Effect of GCH1 on Unconventional Evolutionary Pathways

In order to confirm the general role of GCH1 in antifolate resistance evolution, we tested whether it allowed unfavorable mutations outside the 0000 → 1111 pathway. The dhfr mutant library was screened for unconventional mutants (Japrung et al. 2007). Additional alleles, such as E21D/Y35F/C50R and E30G/C50R, also had poor fitness compared with that of the wild-type allele, but the expression of extra GCH1 helped compensate for this reduced fitness (fig. 6A). In addition, we explored whether overexpressing GCH1 conferred resistance to other anti-DHFR compounds in a different evolutionary trajectory. For these experiments, we used the P. falciparum FCR3 strain that has the unconventional S108T dhfr allele and a single copy of P. falciparum gch1 (Peterson et al. 1988; Kidgell et al. 2006).
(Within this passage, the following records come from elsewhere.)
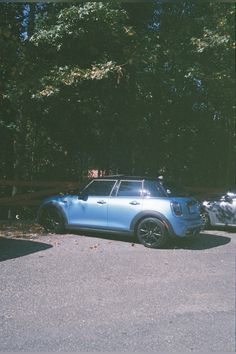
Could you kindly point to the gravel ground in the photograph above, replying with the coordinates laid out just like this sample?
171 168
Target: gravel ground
101 293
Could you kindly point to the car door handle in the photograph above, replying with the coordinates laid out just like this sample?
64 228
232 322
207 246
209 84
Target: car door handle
134 202
101 202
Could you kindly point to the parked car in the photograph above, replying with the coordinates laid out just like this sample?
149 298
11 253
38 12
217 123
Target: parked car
146 207
220 210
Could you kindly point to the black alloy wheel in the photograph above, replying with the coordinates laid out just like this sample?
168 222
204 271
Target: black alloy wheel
151 232
206 220
52 221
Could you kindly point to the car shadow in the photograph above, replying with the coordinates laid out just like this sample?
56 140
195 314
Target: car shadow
201 242
12 248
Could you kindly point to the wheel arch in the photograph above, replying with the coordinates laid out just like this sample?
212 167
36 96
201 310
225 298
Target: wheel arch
150 213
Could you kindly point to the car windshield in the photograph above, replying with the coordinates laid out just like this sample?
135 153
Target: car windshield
173 189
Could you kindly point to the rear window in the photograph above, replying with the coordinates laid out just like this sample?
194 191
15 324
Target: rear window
130 189
153 189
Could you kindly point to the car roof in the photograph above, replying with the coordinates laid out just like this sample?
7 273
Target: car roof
127 177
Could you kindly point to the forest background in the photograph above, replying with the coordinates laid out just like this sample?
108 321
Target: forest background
118 87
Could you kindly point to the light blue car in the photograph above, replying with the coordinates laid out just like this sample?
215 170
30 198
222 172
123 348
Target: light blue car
146 207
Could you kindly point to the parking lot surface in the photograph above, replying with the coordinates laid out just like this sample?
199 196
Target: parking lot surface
107 293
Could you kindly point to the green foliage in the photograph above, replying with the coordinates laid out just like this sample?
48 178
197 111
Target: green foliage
121 87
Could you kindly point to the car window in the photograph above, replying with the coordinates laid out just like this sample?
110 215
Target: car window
99 188
153 189
130 189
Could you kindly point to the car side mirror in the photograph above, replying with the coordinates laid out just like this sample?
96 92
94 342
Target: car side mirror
83 196
228 199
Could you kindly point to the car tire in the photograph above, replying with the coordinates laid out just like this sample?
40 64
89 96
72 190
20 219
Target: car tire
52 221
206 220
151 232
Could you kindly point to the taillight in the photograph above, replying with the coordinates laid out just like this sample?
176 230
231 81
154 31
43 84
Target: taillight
177 209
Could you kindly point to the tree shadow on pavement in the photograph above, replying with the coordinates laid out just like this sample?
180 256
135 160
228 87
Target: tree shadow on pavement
200 242
12 248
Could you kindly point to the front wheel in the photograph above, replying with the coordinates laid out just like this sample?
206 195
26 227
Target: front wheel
151 232
52 221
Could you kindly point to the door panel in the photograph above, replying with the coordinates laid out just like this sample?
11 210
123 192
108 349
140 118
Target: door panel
91 213
122 210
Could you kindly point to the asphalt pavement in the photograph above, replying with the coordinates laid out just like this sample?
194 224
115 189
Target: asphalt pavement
104 293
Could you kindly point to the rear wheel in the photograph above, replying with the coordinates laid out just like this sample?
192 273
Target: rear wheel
52 221
151 232
206 220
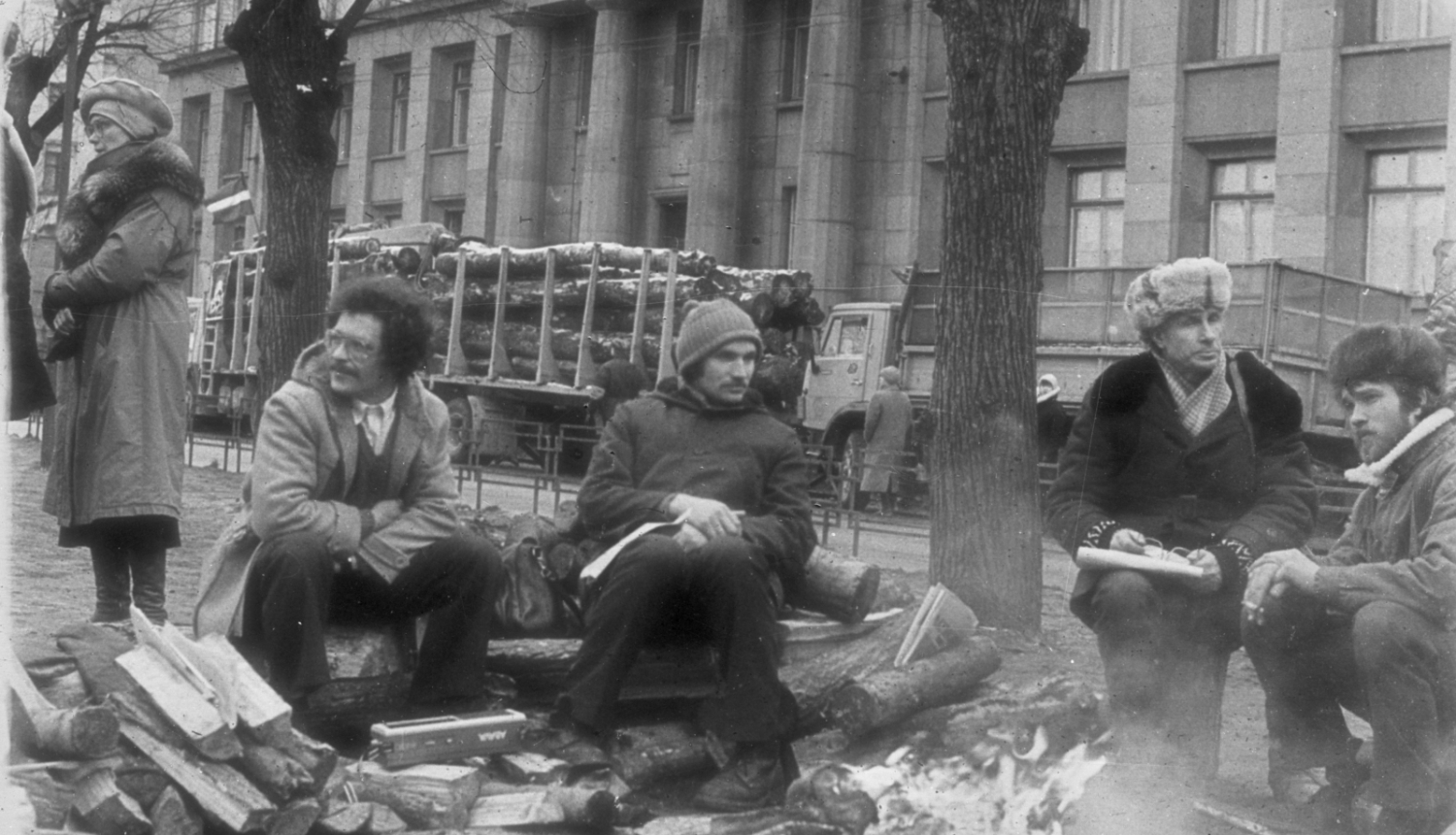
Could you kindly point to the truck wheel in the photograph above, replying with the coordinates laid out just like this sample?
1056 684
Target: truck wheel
850 458
462 426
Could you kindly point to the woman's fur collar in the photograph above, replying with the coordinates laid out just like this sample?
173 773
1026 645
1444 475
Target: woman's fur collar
111 183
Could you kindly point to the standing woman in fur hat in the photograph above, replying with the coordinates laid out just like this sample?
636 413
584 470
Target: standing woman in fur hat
119 312
1188 448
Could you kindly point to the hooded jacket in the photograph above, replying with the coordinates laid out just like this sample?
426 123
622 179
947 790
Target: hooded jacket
666 444
306 459
125 241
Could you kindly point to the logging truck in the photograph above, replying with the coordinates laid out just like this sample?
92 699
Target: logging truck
518 366
1289 317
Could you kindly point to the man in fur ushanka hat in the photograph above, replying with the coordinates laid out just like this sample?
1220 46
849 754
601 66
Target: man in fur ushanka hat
1371 627
1187 448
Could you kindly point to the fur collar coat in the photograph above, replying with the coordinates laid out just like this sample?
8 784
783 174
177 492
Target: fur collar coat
125 239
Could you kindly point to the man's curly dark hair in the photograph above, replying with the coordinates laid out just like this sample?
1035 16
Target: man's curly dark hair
407 317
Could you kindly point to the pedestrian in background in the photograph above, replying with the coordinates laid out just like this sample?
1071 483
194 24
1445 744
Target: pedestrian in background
887 427
119 309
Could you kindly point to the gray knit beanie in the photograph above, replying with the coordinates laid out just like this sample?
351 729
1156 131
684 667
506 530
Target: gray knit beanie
710 326
1187 284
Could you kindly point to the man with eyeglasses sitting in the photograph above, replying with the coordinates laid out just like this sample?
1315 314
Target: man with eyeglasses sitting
348 511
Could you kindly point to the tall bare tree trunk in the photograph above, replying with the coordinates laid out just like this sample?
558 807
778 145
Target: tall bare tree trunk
1008 64
291 63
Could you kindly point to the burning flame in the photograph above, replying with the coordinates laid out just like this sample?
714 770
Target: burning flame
995 790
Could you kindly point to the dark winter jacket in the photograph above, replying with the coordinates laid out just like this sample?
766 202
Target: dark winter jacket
666 444
125 241
1132 464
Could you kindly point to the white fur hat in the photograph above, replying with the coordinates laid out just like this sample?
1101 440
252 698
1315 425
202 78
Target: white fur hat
1168 288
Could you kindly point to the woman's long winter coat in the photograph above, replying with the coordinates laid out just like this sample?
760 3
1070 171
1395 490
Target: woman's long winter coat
125 239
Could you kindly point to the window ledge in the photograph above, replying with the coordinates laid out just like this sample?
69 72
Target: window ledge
1397 46
1235 61
1083 78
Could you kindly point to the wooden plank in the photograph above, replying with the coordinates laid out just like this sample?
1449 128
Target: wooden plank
181 703
220 790
258 706
424 796
107 809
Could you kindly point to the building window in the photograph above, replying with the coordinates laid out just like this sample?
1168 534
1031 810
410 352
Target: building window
795 50
585 50
684 73
1104 19
791 220
398 113
1249 26
1097 217
672 223
343 128
1241 213
1411 19
460 104
1406 216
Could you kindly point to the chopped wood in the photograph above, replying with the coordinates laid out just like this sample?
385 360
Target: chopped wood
425 796
107 809
258 706
181 703
171 815
894 694
838 586
384 820
220 790
296 818
545 805
280 776
83 732
95 651
347 819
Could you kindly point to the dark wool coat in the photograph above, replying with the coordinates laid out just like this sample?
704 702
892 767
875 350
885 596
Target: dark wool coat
125 241
1132 461
667 444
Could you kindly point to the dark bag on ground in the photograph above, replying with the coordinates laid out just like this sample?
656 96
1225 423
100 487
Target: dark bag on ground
536 592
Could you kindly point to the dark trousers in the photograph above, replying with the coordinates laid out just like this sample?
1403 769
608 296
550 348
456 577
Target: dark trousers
1388 665
658 593
294 589
1165 653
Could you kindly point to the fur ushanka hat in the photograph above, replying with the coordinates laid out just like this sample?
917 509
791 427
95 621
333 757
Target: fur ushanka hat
1182 285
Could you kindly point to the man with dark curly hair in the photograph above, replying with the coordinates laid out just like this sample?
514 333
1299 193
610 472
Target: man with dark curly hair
1371 627
349 509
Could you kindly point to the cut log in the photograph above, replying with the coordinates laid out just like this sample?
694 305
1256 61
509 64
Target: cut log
82 733
258 706
107 809
181 703
171 815
220 790
384 820
894 694
281 777
296 818
838 586
425 796
347 819
546 805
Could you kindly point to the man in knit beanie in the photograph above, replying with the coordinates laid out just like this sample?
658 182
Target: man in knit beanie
1369 625
733 485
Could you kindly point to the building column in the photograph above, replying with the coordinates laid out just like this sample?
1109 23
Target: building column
824 239
713 189
520 217
1307 166
1155 149
606 178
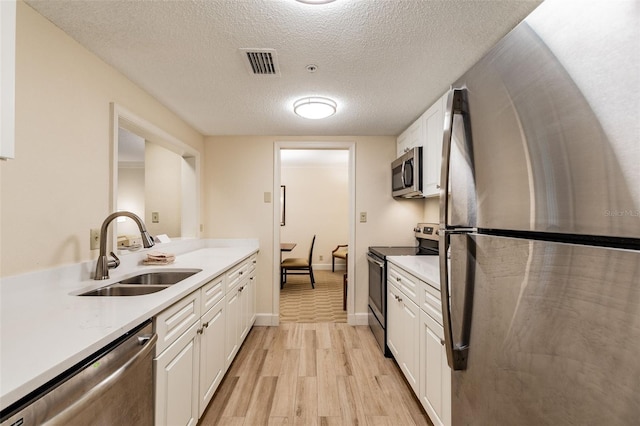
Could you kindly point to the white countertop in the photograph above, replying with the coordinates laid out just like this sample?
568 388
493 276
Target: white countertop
46 329
426 268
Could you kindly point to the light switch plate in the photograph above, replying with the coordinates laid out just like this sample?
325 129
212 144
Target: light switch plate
94 239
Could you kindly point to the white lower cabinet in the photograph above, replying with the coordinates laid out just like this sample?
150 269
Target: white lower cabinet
177 381
404 321
232 325
212 365
435 374
198 337
416 339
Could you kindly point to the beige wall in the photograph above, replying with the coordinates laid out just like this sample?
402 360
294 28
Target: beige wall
317 202
58 186
163 190
130 196
243 169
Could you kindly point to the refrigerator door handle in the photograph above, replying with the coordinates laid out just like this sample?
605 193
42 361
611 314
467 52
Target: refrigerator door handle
456 354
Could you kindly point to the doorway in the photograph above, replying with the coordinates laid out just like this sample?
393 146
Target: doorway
305 209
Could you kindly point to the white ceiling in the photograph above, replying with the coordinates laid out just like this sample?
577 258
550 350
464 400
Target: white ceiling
383 61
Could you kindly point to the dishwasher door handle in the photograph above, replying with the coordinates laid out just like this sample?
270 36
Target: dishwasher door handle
66 415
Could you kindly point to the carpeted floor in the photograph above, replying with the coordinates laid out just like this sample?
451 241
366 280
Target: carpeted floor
301 303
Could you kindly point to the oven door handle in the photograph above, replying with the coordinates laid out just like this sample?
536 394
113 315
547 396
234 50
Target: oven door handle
374 260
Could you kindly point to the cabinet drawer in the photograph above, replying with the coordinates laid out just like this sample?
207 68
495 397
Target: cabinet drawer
175 320
406 282
430 301
212 293
236 274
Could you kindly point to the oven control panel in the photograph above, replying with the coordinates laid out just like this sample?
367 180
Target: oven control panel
427 230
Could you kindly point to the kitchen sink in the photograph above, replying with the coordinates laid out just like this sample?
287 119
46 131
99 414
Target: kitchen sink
159 278
146 283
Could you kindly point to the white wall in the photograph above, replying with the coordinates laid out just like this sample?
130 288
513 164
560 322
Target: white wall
317 202
242 168
58 186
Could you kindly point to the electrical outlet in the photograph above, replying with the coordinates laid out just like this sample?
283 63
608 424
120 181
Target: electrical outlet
94 239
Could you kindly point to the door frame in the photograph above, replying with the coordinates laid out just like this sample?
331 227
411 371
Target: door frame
349 146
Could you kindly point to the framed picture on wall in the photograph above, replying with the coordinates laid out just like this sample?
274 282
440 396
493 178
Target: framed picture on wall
283 197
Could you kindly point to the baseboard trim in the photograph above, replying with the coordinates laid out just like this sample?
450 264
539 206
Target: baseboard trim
271 320
358 319
267 320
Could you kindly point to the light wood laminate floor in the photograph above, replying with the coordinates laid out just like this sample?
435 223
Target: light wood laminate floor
313 374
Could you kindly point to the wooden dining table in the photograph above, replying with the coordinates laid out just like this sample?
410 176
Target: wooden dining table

Overexpressing GCH1 in this strain rendered the parasites 6-fold more resistant to cycloguanil and 7-fold more resistant to pyrimethamine, demonstrating a similar effect of increased GCH1 on pyrimethamine as well as other anti-DHFR compounds as previously shown. The IC50 values for chloroquine, an antimalarial that does not interfere with folate metabolism, were unaffected in these lines (fig. 6B). GCH1 was fused to GFP to confirm its localization and was found to be dispersed throughout the cytoplasm (fig. 6C). This pattern concurs with what has been observed in plants, in which folate synthesis is initiated by GCH1 in the cytoplasm, with subsequent steps being carried out in the plastid, the mitochondria, or the cytoplasm (Hossain et al. 2004). The GCH1-GFP expressing parasite lines also demonstrated increased resistance to cycloguanil and pyrimethamine (supplementary fig. S5, Supplementary Material online).

Fig. 6.

Fig. 6.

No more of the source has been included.